6 de setembro de 2015 | Edição #18 | Texto: and | Ilustração: Helena Zelic
Fotógrafas conquistando o espaço urbano

Nós somos sempre notadas por sermos mulheres, e o que tudo isso implica. O que vestimos, nosso jeito de falar e de agir, lugares que frequentamos. São somatórias que estão na forma como as pessoas leem nossos corpos. Algumas coisas que fazemos em público, na rua, fazem com que sejamos ainda mais vistas, como por exemplo, carregar e usar uma câmera fotográfica, e é sobre isso que viemos falar.
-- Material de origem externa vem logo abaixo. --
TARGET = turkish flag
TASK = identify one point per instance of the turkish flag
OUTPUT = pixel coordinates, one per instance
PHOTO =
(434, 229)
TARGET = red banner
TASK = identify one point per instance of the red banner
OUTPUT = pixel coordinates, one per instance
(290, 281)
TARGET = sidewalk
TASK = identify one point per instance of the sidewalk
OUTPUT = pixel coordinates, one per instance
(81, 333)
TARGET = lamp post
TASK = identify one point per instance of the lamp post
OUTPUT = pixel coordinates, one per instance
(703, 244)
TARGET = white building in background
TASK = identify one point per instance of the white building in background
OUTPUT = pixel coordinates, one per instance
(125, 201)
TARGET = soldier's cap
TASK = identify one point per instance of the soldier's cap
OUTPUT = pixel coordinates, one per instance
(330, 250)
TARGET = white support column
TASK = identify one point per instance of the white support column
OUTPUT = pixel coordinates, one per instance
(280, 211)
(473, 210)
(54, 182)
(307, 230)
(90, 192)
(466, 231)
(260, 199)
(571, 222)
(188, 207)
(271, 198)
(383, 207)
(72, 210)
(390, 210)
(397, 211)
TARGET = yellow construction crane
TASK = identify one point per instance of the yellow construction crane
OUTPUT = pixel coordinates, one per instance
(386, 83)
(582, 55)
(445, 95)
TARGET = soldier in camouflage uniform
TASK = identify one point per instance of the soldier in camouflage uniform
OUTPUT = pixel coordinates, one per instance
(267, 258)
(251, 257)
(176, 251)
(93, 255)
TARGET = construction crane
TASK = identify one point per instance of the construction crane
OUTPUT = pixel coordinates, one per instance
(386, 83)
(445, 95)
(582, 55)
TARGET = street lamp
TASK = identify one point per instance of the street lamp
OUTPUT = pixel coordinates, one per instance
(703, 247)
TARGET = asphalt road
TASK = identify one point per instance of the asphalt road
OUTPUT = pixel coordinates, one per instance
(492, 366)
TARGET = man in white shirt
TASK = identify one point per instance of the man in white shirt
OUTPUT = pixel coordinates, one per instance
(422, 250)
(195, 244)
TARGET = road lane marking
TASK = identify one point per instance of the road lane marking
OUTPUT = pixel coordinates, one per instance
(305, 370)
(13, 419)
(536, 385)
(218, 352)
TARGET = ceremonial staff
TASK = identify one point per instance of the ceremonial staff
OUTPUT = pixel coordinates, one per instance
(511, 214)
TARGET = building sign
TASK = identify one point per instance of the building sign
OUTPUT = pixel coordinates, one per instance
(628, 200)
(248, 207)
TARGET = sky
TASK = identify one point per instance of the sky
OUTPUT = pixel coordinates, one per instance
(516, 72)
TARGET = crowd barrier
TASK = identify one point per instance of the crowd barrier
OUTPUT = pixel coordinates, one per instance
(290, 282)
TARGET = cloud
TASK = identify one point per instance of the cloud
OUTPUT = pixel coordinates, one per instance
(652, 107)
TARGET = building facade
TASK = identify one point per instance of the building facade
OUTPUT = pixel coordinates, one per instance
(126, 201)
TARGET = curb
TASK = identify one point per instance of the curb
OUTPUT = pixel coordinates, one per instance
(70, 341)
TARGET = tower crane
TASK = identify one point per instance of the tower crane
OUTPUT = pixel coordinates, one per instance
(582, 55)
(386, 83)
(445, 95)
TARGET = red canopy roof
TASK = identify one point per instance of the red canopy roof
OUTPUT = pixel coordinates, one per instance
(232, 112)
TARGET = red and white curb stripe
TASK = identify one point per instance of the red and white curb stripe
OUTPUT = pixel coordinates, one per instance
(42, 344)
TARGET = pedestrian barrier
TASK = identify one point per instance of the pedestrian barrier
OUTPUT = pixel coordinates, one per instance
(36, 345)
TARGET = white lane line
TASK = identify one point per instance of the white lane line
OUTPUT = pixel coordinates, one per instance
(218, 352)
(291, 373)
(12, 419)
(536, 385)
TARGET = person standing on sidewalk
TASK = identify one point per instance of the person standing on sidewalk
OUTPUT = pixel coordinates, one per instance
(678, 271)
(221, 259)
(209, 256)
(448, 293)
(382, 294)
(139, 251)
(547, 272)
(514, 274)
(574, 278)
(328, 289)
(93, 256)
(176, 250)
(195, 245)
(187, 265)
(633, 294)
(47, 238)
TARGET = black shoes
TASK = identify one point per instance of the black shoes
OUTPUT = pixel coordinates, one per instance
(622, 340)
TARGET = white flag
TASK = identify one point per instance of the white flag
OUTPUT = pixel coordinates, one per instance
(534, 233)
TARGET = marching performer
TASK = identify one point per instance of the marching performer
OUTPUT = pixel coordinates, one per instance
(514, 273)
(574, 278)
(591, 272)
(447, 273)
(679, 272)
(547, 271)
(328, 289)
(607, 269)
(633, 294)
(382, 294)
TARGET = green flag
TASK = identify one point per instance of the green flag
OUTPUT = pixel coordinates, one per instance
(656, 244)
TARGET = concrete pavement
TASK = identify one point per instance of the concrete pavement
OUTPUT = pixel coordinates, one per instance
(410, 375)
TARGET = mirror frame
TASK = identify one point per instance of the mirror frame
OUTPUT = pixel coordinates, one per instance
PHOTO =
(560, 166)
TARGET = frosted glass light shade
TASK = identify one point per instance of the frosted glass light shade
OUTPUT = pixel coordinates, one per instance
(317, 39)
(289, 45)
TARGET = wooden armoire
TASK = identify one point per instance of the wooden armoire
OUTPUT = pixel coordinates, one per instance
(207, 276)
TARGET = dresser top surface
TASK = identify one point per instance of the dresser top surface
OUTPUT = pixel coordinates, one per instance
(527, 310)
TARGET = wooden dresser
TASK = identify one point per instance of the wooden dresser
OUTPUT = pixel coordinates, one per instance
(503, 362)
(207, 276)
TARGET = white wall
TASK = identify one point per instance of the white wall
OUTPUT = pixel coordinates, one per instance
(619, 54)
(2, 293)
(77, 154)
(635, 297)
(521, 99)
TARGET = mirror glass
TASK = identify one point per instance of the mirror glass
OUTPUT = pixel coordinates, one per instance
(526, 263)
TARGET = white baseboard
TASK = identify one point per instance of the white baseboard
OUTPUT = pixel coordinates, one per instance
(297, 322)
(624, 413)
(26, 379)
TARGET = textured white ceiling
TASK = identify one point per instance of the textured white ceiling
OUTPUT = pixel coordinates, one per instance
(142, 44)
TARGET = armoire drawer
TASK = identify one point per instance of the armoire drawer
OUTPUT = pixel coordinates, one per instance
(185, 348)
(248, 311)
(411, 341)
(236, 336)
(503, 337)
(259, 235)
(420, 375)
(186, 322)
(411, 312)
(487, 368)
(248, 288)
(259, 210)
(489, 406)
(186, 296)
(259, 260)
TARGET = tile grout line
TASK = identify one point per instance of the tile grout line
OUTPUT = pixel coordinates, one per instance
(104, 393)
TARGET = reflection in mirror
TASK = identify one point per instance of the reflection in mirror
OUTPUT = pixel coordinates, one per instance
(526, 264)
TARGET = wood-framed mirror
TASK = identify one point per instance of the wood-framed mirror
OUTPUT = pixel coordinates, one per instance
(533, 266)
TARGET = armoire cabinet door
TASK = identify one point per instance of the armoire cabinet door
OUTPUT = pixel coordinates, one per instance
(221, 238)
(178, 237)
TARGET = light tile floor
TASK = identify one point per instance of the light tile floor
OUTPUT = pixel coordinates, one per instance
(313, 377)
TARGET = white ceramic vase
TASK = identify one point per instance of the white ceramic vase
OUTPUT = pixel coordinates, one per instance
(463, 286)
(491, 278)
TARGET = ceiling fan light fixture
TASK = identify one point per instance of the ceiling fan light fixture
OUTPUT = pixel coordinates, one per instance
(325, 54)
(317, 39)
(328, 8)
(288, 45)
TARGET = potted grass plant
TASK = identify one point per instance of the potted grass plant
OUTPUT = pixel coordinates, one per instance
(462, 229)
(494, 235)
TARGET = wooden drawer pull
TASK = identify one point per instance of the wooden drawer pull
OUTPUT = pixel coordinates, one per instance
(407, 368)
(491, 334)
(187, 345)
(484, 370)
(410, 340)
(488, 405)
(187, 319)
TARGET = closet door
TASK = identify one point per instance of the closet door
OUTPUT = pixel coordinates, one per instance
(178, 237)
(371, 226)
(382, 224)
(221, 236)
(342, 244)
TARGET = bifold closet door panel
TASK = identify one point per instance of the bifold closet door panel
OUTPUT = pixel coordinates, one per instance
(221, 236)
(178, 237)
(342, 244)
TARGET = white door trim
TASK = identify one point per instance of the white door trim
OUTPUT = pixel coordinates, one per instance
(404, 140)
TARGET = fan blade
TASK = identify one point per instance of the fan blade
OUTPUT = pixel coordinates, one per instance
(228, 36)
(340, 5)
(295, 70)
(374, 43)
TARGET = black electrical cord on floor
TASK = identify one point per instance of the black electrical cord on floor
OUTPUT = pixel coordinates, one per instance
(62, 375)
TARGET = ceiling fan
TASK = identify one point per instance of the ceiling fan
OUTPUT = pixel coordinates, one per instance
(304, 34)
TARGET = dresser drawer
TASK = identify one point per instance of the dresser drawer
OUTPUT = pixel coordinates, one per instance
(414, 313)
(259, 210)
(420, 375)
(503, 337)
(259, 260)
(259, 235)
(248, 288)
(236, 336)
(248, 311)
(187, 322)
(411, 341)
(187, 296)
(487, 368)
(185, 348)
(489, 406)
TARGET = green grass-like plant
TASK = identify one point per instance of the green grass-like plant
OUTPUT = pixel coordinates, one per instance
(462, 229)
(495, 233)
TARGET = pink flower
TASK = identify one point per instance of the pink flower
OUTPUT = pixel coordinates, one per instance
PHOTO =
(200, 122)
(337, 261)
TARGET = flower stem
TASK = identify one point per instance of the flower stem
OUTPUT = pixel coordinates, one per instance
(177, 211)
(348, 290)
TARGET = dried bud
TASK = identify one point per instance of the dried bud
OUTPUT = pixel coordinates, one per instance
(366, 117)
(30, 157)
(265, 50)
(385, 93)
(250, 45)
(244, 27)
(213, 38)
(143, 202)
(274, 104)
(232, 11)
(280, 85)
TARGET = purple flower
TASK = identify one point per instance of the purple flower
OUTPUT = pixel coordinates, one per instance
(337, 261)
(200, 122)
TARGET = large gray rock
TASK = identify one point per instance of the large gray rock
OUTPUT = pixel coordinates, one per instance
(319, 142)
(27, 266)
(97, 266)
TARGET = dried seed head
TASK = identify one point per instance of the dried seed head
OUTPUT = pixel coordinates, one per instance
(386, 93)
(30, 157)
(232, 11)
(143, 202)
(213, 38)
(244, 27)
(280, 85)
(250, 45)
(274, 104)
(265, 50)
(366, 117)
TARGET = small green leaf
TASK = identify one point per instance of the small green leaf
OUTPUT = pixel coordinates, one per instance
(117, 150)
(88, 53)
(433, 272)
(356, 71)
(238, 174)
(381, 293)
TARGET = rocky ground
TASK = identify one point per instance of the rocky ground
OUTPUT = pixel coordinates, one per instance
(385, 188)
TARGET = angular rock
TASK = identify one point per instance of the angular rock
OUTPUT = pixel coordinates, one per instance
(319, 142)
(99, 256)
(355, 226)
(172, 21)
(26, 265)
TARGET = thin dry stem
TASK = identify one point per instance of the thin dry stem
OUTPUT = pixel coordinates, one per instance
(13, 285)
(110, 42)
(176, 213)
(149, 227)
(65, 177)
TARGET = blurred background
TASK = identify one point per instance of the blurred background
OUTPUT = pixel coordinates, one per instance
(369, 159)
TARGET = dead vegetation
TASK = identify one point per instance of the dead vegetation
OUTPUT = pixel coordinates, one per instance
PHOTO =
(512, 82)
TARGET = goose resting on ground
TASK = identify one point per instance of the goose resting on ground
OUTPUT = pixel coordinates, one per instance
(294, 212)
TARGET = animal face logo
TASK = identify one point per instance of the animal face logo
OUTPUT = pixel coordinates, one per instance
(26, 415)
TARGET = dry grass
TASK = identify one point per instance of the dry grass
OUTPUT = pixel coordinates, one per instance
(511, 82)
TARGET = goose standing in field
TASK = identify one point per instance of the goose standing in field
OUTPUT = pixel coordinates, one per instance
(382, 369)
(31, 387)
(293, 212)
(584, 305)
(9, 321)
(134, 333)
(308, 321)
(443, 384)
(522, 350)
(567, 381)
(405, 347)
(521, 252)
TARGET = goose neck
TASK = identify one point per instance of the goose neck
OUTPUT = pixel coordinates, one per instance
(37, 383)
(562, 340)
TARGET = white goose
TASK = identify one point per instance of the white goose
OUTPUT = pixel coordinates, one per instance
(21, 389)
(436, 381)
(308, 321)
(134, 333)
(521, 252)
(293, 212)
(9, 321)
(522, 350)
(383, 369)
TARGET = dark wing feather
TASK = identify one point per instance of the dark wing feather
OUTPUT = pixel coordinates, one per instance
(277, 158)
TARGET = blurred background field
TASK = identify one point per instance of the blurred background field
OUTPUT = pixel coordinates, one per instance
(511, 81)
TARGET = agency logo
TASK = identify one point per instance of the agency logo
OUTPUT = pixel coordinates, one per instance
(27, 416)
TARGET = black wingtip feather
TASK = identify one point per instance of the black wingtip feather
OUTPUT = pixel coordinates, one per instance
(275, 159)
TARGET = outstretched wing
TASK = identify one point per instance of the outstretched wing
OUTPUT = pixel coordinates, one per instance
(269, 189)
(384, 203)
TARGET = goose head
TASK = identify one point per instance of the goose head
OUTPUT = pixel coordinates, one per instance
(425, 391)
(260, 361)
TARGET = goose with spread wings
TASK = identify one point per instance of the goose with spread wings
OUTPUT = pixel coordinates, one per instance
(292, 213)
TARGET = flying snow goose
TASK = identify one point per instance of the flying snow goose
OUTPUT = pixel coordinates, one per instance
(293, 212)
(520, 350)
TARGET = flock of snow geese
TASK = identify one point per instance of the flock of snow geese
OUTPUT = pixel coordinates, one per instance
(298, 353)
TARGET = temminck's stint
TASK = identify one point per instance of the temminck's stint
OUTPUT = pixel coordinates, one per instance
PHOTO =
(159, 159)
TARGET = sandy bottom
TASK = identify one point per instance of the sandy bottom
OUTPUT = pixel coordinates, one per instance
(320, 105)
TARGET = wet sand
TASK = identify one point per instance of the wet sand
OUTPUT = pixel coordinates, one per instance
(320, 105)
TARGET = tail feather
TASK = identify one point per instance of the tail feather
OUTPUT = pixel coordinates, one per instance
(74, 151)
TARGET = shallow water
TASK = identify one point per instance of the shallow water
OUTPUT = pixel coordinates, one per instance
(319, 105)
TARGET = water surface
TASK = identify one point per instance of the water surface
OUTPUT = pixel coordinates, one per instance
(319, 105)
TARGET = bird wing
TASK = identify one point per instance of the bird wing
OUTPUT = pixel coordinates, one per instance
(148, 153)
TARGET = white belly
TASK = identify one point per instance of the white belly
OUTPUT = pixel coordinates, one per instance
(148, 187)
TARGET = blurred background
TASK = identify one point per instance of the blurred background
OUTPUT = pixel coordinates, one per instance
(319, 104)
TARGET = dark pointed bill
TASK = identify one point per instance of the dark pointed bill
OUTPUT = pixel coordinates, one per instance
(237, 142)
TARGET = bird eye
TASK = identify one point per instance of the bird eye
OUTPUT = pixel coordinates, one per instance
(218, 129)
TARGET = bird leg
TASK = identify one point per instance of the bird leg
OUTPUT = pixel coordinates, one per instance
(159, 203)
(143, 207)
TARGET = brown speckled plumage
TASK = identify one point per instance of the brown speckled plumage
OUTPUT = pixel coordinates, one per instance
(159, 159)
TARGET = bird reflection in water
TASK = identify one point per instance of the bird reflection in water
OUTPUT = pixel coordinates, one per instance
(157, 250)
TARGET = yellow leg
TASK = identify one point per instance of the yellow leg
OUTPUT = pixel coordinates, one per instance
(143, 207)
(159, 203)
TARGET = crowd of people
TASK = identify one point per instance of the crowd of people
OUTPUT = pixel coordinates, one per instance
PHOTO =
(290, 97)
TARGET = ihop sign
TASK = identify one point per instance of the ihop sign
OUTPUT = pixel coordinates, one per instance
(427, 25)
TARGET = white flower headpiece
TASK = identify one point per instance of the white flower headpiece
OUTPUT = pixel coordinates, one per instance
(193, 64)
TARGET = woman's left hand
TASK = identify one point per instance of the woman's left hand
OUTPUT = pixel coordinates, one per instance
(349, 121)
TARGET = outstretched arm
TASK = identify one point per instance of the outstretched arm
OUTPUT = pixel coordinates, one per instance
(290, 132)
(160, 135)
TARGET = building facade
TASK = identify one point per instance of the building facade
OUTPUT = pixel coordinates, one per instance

Fazendo uma pesquisa para este texto, vi que muitas mulheres são vistas como fotógrafas amadoras lá pra 1800 e tanto – quando a fotografia já era tida como uma profissão. Mas e aí, quem decide quem é amadora ou não? A história da arte (e sim, a maior parte dos historiadores são: homens). Só o próprio acesso a ter uma câmera já era restrito às famílias ricas e burguesas. Imagina ser artista! Entre ter a câmera e fotografar seu cotidiano a ganhar dinheiro com isso tem um abismo e, além disso, um maior ainda até ser considerada uma artista. Essa questão de como o acesso e a permanência de mulheres na arte como um todo foram dificultados e impossibilitados é imensa, e também foi comentada no primeiro Leitura das Minas.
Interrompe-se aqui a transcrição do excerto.